I've long been accustomed to focusing on a few high-priority things and offloading others onto a to-do-eventually-maybe list, but I had to get used to worrying even less about long-term goals and how far off they were likely to be, and focusing solely on whatever the next one or two things were going to be.
Another familiar thing from the day job is the fallacy of wanting to accomplish Y, but ass-u-ming that the way to get there is to do X, and then asking "how do I do X". (Ideally you would ask "how do I accomplish Y" and then add "I think I need to do X to get there".) I ended up tripping over that one a couple of times, and had to make myself watch for it and correct myself.

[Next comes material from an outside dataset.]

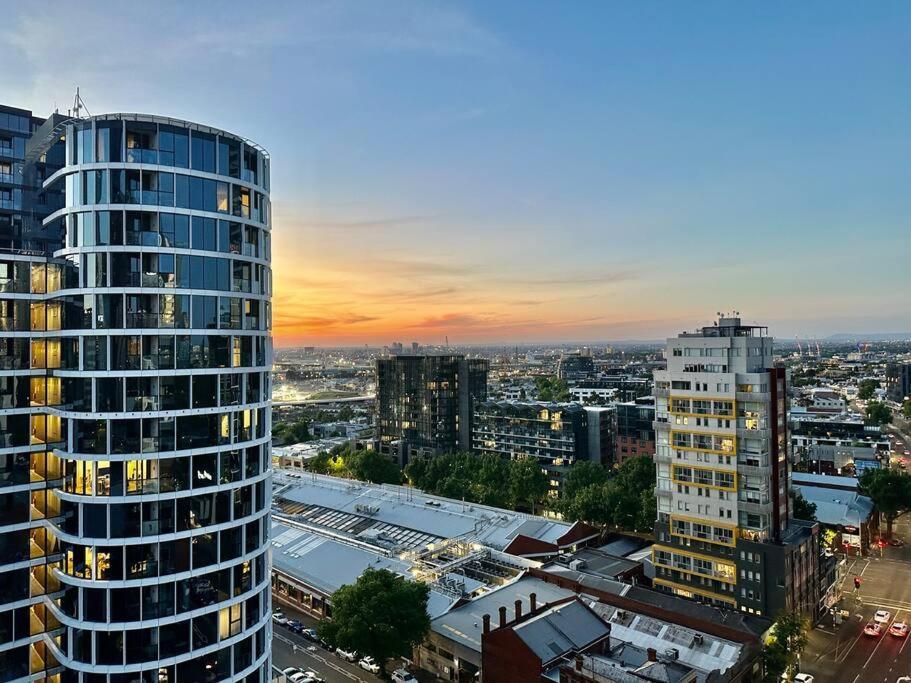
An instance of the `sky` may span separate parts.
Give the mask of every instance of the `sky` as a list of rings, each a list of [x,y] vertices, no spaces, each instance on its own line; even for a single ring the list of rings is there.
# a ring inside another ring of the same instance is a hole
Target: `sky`
[[[279,346],[911,332],[911,4],[0,12],[0,101],[269,150]]]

I stumbled onto a form of mood alteration, via listening to music while my emotional filter was intermittently knocked out of commission (because my body was too busy diverting energy to physical healing). Filter in place? "Oh, that music is pretty." Filter removed? Same music, literal tears. (Compare to this video starting at 29:53 - she explicitly says that it's just a handful of pixels, and still feels what she feels, and goes on to imagine some subtext that would never have occurred to me.) Then I re-invoked it deliberately from time to time, knowing that hospital staff were around in case I managed to overstress myself. I actually considered trying marijuana later as another route to that sort of mental state (I've never sought it out for fear of a negative feedback loop), though I'm on enough prescription meds at this point that I would need to run it by my GP first.
A couple things to wind this up:
- Be brutally honest with medical staff. (I was.) Otherwise, something like this may occur.
- Be kind (still honest, but diplomatically so) with family. If you're struggling mentally, consider seeing a therapist; while your family may understand where you are, they probably have enough on their plate already.